2. Contractile Vacuoles-

(a) They occur in Protista and algal cells.

(b) Contractile vacuoles take part in osmoregulation and excretion.

3. Food Vacuoles-

(a) They occur in protozoans.

(b) A food vacuole is formed by fusion of phagosome and a lysosome.

4. Air Vacuoles/ Gas vacuoles-

(a) They occur only in prokaryotes.

(b) It consists of small vesicles. Each vesicle encloses metabolic gases.

Q.13. Describe the structure of the following with the help of labelled diagrams.

(i) Nucleus.

Ans. Nucleus is a specialized double membrane cell organelle which contains all genetic information. Nucleus is the largest cell organelle. It is differentiated into five parts – nuclear envelope, nucleoplasm, nuclear matrix, chromatin and nucleolus.

(ii) Centrosome.

Ans. Centrosome The complex formed of centrioles and centrosphere is called centrosome. They are found in all eukaryotic animal cells. They are capable of replication.

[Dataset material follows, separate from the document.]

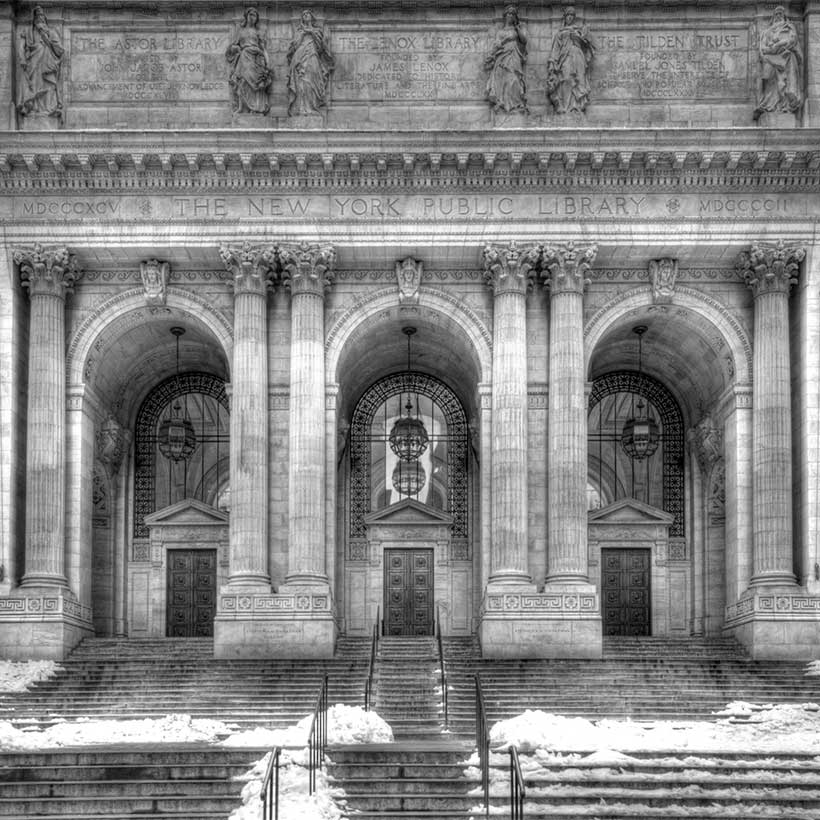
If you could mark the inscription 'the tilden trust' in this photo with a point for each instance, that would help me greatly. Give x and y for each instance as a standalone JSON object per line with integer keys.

Q.14. What is a centromere? How does the position of centromere form the basis of classification of chromosomes? Support your answer with a diagram showing the position of centromere on different types of chromosomes.

Ans. There are two chromosome halves or chromatids attached to each other by a narrow area called centromere or primary constriction.Based on the position of centromere, chromosomes are of four types-

(i) Telocentric – Centromere terminal [in the area of telomere]

(ii) Acrocentric – Centromere subterminal.

(iii) Submetacentric – Centromere submedian or slightly away from middle.

(iv) Metacentric – Centromere in middle.